There are no clothes more sustainable than the ones you already have, but sometimes what you have are low-waisted jeans and a shoulder-padded jacket. That’s when upcycling becomes a suitable option.
Subscribing to the larger concepts of sustainability and circularity, upcycling creates new, old, used, or otherwise discarded materials. It’s a remake; transforming what you already have to make something new and better than the original.
In the fashion industry, upcycling is gaining more and more space in global and local markets. Many designers are now creating whole collections from upcycled clothing, limiting fabric waste, or buying bolt ends from other designers. But why is that?
Finding ways to scale back from fast fashion is not optional in this day and age. We can love fashion all we want, but if we don’t address the pollution it causes we won’t have much time to appreciate it anymore. I would argue that upcycling isn’t a new trend, it is a new necessity. Pushing towards more sustainability and circularity is key to reducing the impact of the climate crisis.
“It is increasingly evident that the current linear economy model (take-make-dispose) has substantial limits and does not appear to be able to attain the sustainable development goals that now dominate the agenda of policy-makers at a global level.[...] In other words, circular fashion aims to minimize waste and keep materials within the production and consumption loop as long as possible,” says Valentina Jacometti in Circular Economy and Waste in the Fashion Industry.
Talking about upcycling is almost impossible without talking about the environmental impact of the fashion industry. Fast fashion is now responsible for 10% of all carbon emissions; is the second-largest consumer of the world’s water supply, and it pollutes the oceans with microplastics (Business Insider). From the unsustainable growth of cotton to the piles of garbage those fashion trends are building, it has become a monster of an industry. Upcycling offers an escape from that cycle of pollution by repurposing old garments instead of making them into waste.

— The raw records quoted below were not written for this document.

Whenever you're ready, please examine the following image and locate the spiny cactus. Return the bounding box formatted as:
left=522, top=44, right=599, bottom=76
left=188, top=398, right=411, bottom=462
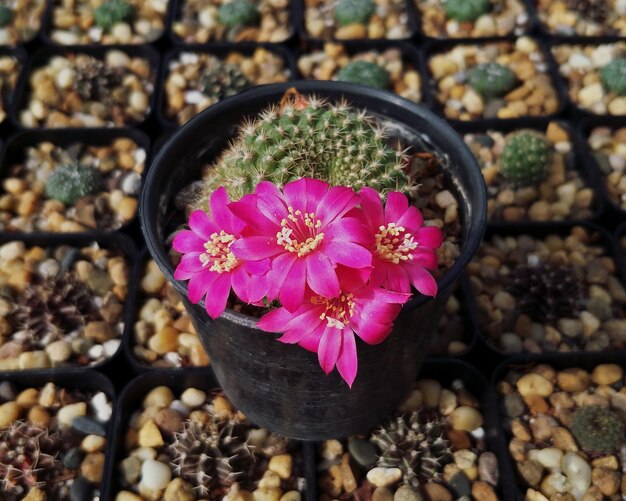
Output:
left=370, top=411, right=452, bottom=487
left=337, top=61, right=389, bottom=89
left=334, top=0, right=376, bottom=26
left=217, top=0, right=259, bottom=28
left=93, top=0, right=135, bottom=31
left=600, top=57, right=626, bottom=96
left=571, top=405, right=624, bottom=454
left=443, top=0, right=491, bottom=22
left=200, top=58, right=250, bottom=100
left=46, top=163, right=104, bottom=205
left=500, top=129, right=552, bottom=186
left=193, top=90, right=416, bottom=209
left=467, top=63, right=517, bottom=99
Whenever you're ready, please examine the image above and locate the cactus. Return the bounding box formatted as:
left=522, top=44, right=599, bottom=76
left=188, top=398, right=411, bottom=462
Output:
left=46, top=163, right=104, bottom=205
left=443, top=0, right=491, bottom=22
left=500, top=129, right=552, bottom=186
left=93, top=0, right=135, bottom=31
left=467, top=63, right=517, bottom=99
left=600, top=57, right=626, bottom=96
left=193, top=93, right=416, bottom=209
left=571, top=406, right=624, bottom=454
left=218, top=0, right=259, bottom=28
left=337, top=61, right=389, bottom=89
left=200, top=58, right=250, bottom=100
left=334, top=0, right=376, bottom=26
left=370, top=411, right=452, bottom=488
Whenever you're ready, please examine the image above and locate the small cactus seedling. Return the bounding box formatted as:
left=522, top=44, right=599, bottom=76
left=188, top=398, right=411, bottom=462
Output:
left=337, top=61, right=389, bottom=89
left=443, top=0, right=491, bottom=22
left=571, top=405, right=624, bottom=454
left=467, top=63, right=517, bottom=98
left=600, top=57, right=626, bottom=96
left=500, top=130, right=552, bottom=186
left=335, top=0, right=376, bottom=26
left=46, top=163, right=104, bottom=205
left=218, top=0, right=259, bottom=28
left=93, top=0, right=135, bottom=31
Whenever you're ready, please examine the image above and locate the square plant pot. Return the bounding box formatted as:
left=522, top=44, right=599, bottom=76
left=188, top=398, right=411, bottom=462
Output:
left=0, top=129, right=150, bottom=233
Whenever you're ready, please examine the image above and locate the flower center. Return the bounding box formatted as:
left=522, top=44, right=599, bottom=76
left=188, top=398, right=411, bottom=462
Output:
left=311, top=292, right=354, bottom=330
left=200, top=230, right=240, bottom=273
left=376, top=223, right=417, bottom=264
left=276, top=207, right=324, bottom=257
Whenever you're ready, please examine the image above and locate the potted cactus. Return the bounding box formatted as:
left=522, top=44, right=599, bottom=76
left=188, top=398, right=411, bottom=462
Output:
left=141, top=82, right=485, bottom=439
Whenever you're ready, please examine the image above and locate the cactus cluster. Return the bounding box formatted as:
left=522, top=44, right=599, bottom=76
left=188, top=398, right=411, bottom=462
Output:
left=337, top=61, right=389, bottom=89
left=571, top=405, right=624, bottom=454
left=467, top=63, right=517, bottom=99
left=193, top=93, right=416, bottom=209
left=46, top=163, right=104, bottom=205
left=600, top=57, right=626, bottom=96
left=499, top=129, right=552, bottom=186
left=443, top=0, right=491, bottom=22
left=370, top=411, right=452, bottom=488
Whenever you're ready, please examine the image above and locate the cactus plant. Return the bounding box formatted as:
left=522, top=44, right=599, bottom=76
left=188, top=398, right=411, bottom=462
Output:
left=467, top=63, right=517, bottom=98
left=370, top=411, right=452, bottom=487
left=337, top=61, right=389, bottom=89
left=46, top=163, right=104, bottom=205
left=600, top=57, right=626, bottom=96
left=571, top=405, right=624, bottom=454
left=93, top=0, right=135, bottom=31
left=500, top=129, right=552, bottom=186
left=443, top=0, right=491, bottom=22
left=218, top=0, right=259, bottom=28
left=334, top=0, right=376, bottom=26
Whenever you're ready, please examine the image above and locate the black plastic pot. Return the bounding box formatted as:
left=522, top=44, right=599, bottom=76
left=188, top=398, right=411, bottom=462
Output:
left=140, top=82, right=486, bottom=440
left=105, top=368, right=316, bottom=501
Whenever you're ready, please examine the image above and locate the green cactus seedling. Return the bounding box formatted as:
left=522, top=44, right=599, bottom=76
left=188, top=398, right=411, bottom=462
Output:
left=600, top=57, right=626, bottom=96
left=335, top=0, right=376, bottom=26
left=467, top=63, right=517, bottom=98
left=500, top=130, right=552, bottom=186
left=218, top=0, right=259, bottom=28
left=443, top=0, right=491, bottom=22
left=46, top=164, right=104, bottom=205
left=337, top=61, right=389, bottom=89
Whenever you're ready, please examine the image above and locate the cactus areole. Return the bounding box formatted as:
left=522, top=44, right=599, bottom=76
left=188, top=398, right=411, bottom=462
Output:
left=140, top=81, right=486, bottom=440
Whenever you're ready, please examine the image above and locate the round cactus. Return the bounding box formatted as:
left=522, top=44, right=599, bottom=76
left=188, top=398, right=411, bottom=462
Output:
left=93, top=0, right=135, bottom=31
left=46, top=164, right=104, bottom=205
left=443, top=0, right=491, bottom=22
left=467, top=63, right=517, bottom=98
left=500, top=130, right=552, bottom=186
left=335, top=0, right=376, bottom=26
left=337, top=61, right=389, bottom=89
left=571, top=405, right=624, bottom=454
left=218, top=0, right=259, bottom=28
left=600, top=57, right=626, bottom=96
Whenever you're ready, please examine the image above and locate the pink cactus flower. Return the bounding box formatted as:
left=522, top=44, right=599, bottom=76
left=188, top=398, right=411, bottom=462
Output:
left=173, top=187, right=269, bottom=318
left=359, top=188, right=443, bottom=296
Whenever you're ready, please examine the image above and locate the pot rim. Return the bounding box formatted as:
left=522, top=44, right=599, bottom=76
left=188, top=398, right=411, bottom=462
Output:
left=139, top=80, right=487, bottom=331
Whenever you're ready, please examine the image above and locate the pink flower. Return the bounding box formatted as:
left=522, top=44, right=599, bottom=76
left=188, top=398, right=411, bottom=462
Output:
left=359, top=188, right=443, bottom=296
left=173, top=187, right=269, bottom=318
left=258, top=268, right=410, bottom=387
left=230, top=179, right=372, bottom=311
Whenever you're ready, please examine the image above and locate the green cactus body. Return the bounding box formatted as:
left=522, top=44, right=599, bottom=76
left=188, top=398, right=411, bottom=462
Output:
left=93, top=0, right=135, bottom=31
left=335, top=0, right=376, bottom=26
left=337, top=61, right=389, bottom=89
left=571, top=406, right=624, bottom=454
left=443, top=0, right=491, bottom=22
left=218, top=0, right=259, bottom=28
left=46, top=164, right=104, bottom=205
left=600, top=57, right=626, bottom=96
left=467, top=63, right=517, bottom=98
left=500, top=130, right=552, bottom=186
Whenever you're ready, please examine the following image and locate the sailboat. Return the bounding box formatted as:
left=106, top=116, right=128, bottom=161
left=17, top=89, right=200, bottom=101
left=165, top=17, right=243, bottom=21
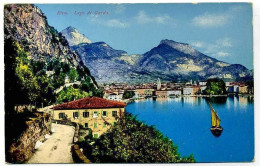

It isn’t the only way to save the world, but it is a step toward that goal. The profit-at-all-cost companies mixed with the brainwashed belief that we need the newest disposable trends are the main pieces of a colossal problem. But, like my maman tells me when I feel overwhelmed, “no matter the size of the cake, you gotta eat it one bite at a time”.
If you are hungry for your first bite, upcycling is becoming extremely accessible. A lot of Montreal brands and designers are integrating upcycling initiatives. Upcycling is also an alternative to fast fashion when on a budget; all you need is a small sewing kit, a few YouTube videos, and you too can become an upcycler!